The call to be candy stripers at the local nursing home was offered to high school students and my best friend tried to convince me we should sign up. She was considering going into nursing so it was a great volunteer opportunity for her. Few things made me more uncomfortable than nursing homes but I agreed to tag team with her.
One day after school each week we walked to the nursing home, put on our red and white striped aprons and went from room to room refreshing water jugs. My friend was a natural. She would launch into conversation with residents while straightening their blankets or fluffing their pillows. I never knew what to say. I would check their side tables and I loved it when greetings cards or knickknacks were tipped over because I could set them upright, giving me something to do and hopefully hiding my discomfort.
One December day we were doing our usual rounds and I delighted in making myself busy straightening Christmas cards. One man noticed what I was doing and asked me to hand him a particular card. He took out a letter that was tucked inside and began telling us about having served in the war. The letter was from someone in France and that day it became a catalyst for him to share stories with us. Hearing him talk about aspects of his life as a young man opened my eyes to something I should have realized all along. He, and every other resident that I gave two minutes to each week, deserved far more of my time and interest. I was past due in recognizing they led fascinating lives and had so much to share, if I would simply take the opportunity to listen.
A few years later, I was at a family camp with a large group of people who were being divided up randomly for a Scrabble tournament. I ended up at a table with three people I didn't know, one of whom was in her 80's. I loved playing Scrabble and I tend to get a bit competitive so I wondered how the most senior member at the table might slow our play. Wow, was I wrong. She quickly and decisively wiped the floor with us. I found out later she played four or five times per week and was always looking for someone to challenge her. It was an afternoon of feeling humbled and rather sheepish as I faced my awful assumption that someone as old as she would be a detriment to our table of players.
As of 2019, there were 703 million people globally who were defined as older persons according to the United Nations. Over the next three decades that number is projected to more than double. It is growth many countries are unprepared for, particularly less developed ones which will be home to 1.1 billion of those older persons.
In all nations, serious questions of preparedness need to be addressed. As we approach a future where demographics are shifting so significantly, governments and agencies are going to need to ensure medical care, appropriate housing, social supports, community opportunities and more are in place to meet those needs. But that won’t happen unless we make it known we want it to happen. What we establish as priorities today is what those organizations will set as the agenda for tomorrow. It starts with us…now. How we demonstrate our care for older persons today will chart the course for how we deal with that population tomorrow.
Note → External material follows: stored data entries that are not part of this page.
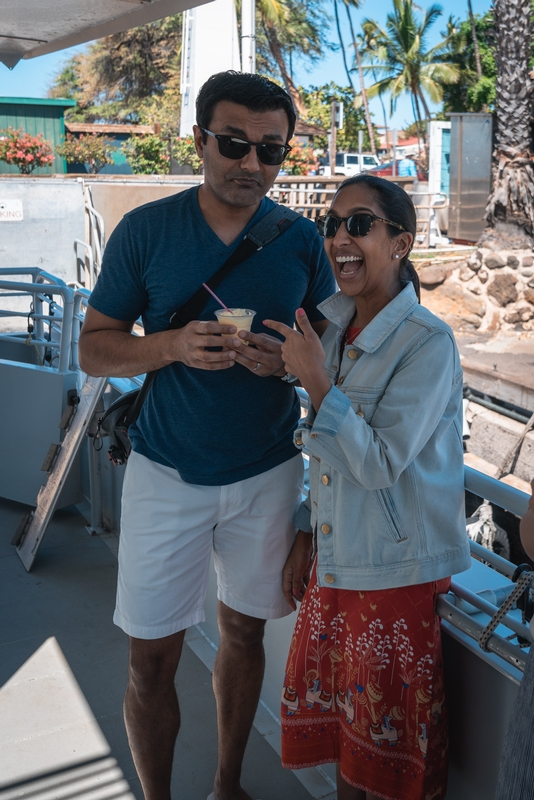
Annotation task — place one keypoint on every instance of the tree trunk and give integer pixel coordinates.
(349, 78)
(276, 50)
(511, 203)
(362, 86)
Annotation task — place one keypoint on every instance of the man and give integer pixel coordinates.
(213, 461)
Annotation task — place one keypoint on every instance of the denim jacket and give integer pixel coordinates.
(386, 455)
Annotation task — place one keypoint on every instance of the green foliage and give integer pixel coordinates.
(300, 30)
(91, 149)
(300, 160)
(147, 155)
(318, 102)
(184, 152)
(471, 93)
(398, 55)
(25, 151)
(120, 77)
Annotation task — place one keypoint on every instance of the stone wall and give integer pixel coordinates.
(488, 291)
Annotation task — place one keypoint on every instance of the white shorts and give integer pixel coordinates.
(169, 528)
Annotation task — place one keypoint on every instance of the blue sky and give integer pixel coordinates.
(32, 78)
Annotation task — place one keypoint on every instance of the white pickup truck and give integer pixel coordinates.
(349, 164)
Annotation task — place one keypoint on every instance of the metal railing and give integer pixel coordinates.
(471, 612)
(51, 320)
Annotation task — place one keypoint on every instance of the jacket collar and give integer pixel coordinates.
(339, 309)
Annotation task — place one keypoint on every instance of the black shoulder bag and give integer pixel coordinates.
(125, 410)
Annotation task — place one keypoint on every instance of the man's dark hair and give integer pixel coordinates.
(245, 89)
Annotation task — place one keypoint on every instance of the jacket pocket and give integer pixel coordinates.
(385, 501)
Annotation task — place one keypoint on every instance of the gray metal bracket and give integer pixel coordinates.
(33, 526)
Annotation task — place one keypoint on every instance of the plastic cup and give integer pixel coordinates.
(240, 317)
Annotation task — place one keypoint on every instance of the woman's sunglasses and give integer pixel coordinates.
(357, 224)
(235, 148)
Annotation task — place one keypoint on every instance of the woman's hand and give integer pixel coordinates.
(297, 569)
(304, 356)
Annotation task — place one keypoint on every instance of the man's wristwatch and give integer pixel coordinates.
(289, 378)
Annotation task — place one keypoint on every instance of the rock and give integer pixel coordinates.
(503, 289)
(492, 319)
(494, 261)
(466, 273)
(474, 286)
(460, 309)
(512, 316)
(432, 276)
(475, 260)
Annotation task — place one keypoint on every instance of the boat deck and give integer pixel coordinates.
(63, 674)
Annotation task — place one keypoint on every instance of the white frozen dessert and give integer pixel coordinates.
(240, 317)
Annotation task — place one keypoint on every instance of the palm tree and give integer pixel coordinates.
(291, 25)
(363, 92)
(475, 39)
(341, 42)
(399, 54)
(510, 209)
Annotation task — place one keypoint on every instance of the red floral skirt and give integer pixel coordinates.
(364, 687)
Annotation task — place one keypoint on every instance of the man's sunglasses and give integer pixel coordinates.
(357, 224)
(235, 148)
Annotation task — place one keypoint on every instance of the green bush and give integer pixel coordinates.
(147, 155)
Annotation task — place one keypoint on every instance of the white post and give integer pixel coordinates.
(248, 36)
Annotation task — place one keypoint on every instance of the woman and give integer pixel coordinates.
(364, 679)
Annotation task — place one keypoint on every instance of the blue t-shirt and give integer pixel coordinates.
(214, 427)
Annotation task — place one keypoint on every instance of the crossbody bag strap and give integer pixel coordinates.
(269, 228)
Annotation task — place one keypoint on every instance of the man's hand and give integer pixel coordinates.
(264, 359)
(108, 347)
(297, 569)
(188, 345)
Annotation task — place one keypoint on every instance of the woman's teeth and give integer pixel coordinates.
(344, 262)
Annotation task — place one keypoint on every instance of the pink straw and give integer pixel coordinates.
(217, 298)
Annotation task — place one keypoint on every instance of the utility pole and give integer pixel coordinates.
(248, 36)
(336, 121)
(333, 143)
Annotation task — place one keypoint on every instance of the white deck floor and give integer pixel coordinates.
(63, 672)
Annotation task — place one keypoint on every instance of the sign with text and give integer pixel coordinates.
(11, 211)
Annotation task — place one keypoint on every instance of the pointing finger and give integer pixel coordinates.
(277, 326)
(302, 320)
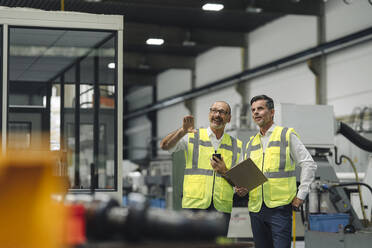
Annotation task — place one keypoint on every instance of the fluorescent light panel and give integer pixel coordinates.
(154, 41)
(111, 65)
(212, 7)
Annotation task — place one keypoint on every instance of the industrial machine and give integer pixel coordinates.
(337, 212)
(328, 215)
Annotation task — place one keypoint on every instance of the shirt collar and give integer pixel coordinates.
(211, 133)
(268, 133)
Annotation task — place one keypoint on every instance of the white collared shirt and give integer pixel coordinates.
(182, 144)
(301, 156)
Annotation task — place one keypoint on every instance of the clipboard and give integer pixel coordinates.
(245, 174)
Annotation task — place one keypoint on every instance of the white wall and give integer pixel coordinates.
(139, 98)
(291, 85)
(217, 63)
(173, 82)
(349, 77)
(343, 19)
(283, 37)
(170, 119)
(348, 71)
(138, 134)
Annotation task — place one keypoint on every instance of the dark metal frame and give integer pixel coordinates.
(77, 82)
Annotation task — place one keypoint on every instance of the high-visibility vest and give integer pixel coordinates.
(200, 181)
(276, 165)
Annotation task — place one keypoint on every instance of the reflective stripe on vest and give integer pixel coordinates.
(197, 142)
(200, 181)
(283, 145)
(277, 166)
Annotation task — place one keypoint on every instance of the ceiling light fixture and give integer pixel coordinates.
(154, 41)
(212, 7)
(111, 65)
(253, 10)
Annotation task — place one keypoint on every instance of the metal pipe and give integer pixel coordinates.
(326, 48)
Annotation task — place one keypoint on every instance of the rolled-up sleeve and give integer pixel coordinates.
(181, 145)
(302, 158)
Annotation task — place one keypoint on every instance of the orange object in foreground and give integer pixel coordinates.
(29, 216)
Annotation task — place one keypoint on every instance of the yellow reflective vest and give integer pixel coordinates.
(200, 181)
(276, 164)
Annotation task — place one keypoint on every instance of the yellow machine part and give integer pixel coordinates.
(29, 216)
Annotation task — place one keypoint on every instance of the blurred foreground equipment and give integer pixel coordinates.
(107, 221)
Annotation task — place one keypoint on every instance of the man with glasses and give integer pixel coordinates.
(204, 186)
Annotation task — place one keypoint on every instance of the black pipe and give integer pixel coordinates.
(355, 137)
(352, 184)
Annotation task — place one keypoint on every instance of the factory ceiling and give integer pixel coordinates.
(187, 30)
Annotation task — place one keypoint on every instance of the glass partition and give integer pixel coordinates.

October 1, 2021 will mark the 30th anniversary of the United Nations declaration of the International Day of Older Persons. It was a designation adopted in 1991 to address and respond to the opportunities and challenges of population ageing in the 21st century. So what have the last 30 years meant? Are we currently doing a good job ensuring older persons are respected, valued, seen and cared for? Have we created space for older persons to contribute? To use their skills? To share their wisdom?
Too many times I saw gray hair instead of colorful lives; elderly instead of talent and ability; age instead of dreams and plans. We need to ensure we are seeing to the needs of older persons in a way that honors and respects their vision, as well as the sacrifice and work their lives have been about. It’s something we need to take honest inventory of because how we build society for older persons today will be a good indication of what we will be doing tomorrow. That’s my outlook.